From Me to You (An Administrative Advice Column for Writers)

Saturday, April 14, 2012

Manic Midnight

To write another blog post about how waiting for readers to get back to you is a land of Boschian nightmare as detailed and engrossing as Homer's Land of Chocolate, only backwards, would be self-indulgent. So I shan't.

Last night I stayed up too late reading Deborah Copaken Kogan's Between Here and April, and when I was ready to turn off the light and sleep, I couldn't. I was too mixed up about the topics of the book (which, from the long view, is about the oppression of women and the difficulty of motherhood; from the short view, it encompasses very, very difficult topics like sexual incompatibility in a marriage, maternal filicide, the recent history of women and mental illness, etc.) to stop my mind racing. I ended up calling Matt and talking with him for 45 minutes, and part of what I told him was that I wished I wasn't as devoted to sleep as I am - I make sleep a priority in my life - because when my mind is revving and chugging in the middle of the night like this, I do really unusually good writing.

It's rare in my adult life that I've gotten up and worked in the middle of the night instead of just trying to effing sleep, but whenever I have, it's been that white-heat writing. The stuff that isn't always usable in its original form, but when it is, it's like it came from somewhere else, and I was just transcribing. Kogan's novel had inspired me to think about scenarios between people, and how I could put some compelling ones together. Earlier in the week, my brain had revisited a very old story idea, and last night I felt like I wanted to get up and get to writing it right then.

The problem with writing in the middle of the night, for me, is manyfold: I exhaust myself, because I don't really know when to stop, when to give up and go to bed, and sometimes it's dawn before I feel ready; my digestive problems are majorly exacerbated by missed sleep, like, to the point where it's not a small concern; it takes me days to get back to normal schedule-wise if I miss part of a night of sleep; and I have held a night-owl schedule before, working nights and sleeping half-days, and I know it's not for me. There are other smaller things - lack of concentration and worsened jaw-clenching the next day, insensible infatuation with what I wrote during that time, a general feeling of misplaced schedules that is hard for me to deal with. So on, so forth. Due to my annoyingly delicate emotional constitution, it's a bad idea.

This would all be worth it for good work, if I had a completely malleable schedule and nothing else to worry about but the writing. But that's just not true right now. This weekend I have to worry about meeting my other-work quota, cleaning the damn house, and reviewing all the conference stuff (I leave Wednesday!) to decide what to attend, assemble everything I need to bring, yadda yadda. And in theory I should make a movie date with a friend to whom I gave a rain-check last weekend and do the laundry and re-dye my hair and and and and.
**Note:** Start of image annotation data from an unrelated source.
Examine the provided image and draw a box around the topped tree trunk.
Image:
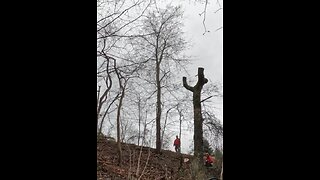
[182,67,208,165]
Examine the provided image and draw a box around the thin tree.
[182,67,208,169]
[135,6,187,153]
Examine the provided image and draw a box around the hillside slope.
[97,139,218,180]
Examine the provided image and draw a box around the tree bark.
[156,62,161,154]
[182,67,208,166]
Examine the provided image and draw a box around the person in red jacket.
[173,136,180,152]
[205,153,216,167]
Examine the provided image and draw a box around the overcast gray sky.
[162,0,223,153]
[97,0,223,153]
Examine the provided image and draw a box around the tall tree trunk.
[182,67,208,169]
[138,96,141,146]
[97,86,101,133]
[156,62,161,154]
[117,82,125,166]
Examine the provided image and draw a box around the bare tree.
[183,67,208,172]
[135,6,187,153]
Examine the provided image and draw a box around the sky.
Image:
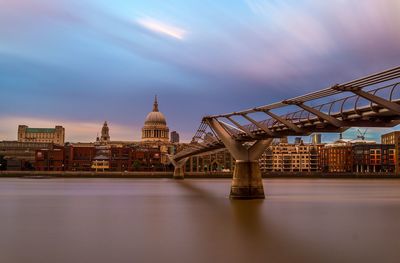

On a total tangent, I finally realized a couple of weeks ago what the heart of nostalgia for childhood is to me. I was not a happy kid, growing up; I felt like the world as it was meant to be was closed to me, and I was impatient to be taken seriously. But in recent years I've started to wish for the life I had as a kid, which is baffling, because I know intellectually that I really disliked being young. I realized that the reason for this is not that I was happier then, because I wasn't, but that I had a lot less to remember. The shorthand for this is that I had fewer responsibilities, but I don't think this is fair to what kids have to accomplish when they're kids - school, homework, meeting expectations, dealing with social stuff, and the business of growing up, all of which is way more stressful than we, societally, give kids credit for. It's not fewer responsibilities, it's having to keep in your head all the things you have to keep track of. Do I have enough groceries in the house? Did I pay all the bills, with all their different due dates, on time? Is the car due for service (again)? Is that membership expiring? Did I take that stuff to the dry cleaner, did I pick it up? Am I out of toner (again)? Isn't it next weekend that thing is happening, and don't I need to bring something? Have I written e-mails and returned calls to all the people who deserve them?

So on. So forth. I don't think any of these responsibilities are more dire than what a 13-year-old is faced with (I remember being 13, and it sucked), but there are so many of them. So infinitely many things to think of. When you're a kid, someone else is tasked to think of these things for you. You have to do a lot of hard shit on your own, but much of your basic daily business is taken care of. The solution to this problem as an adult is to hire a personal assistant, whose job it is to manage you in this way. But then, of course, the personal assistant has to look after your life and her own, as well, and the insanity just gets pushed on to someone else. God help the personal assistant if she has kids.

ANYWAY. Ultimately last night I decided to stay in bed and try to sleep, drinking hot chocolate made from a packet of unknown age, rather than writing. I think this was the right call. I'm not sure what my next writing project is going to be, whether I'll churn out essays and stories or sketch out my next book, but I don't think I'm ready to start on it yet. Maybe after the conference, or maybe after May is over. A lot of uncertainty should be settled by June, so part of me wants to just put off the serious stuff until the chaos dies down. Yet, as I've had reason to remember lately, life happens all the time, and not just when you wait until the time is right. Do it now, as they say. Do it now, do it now, do it now.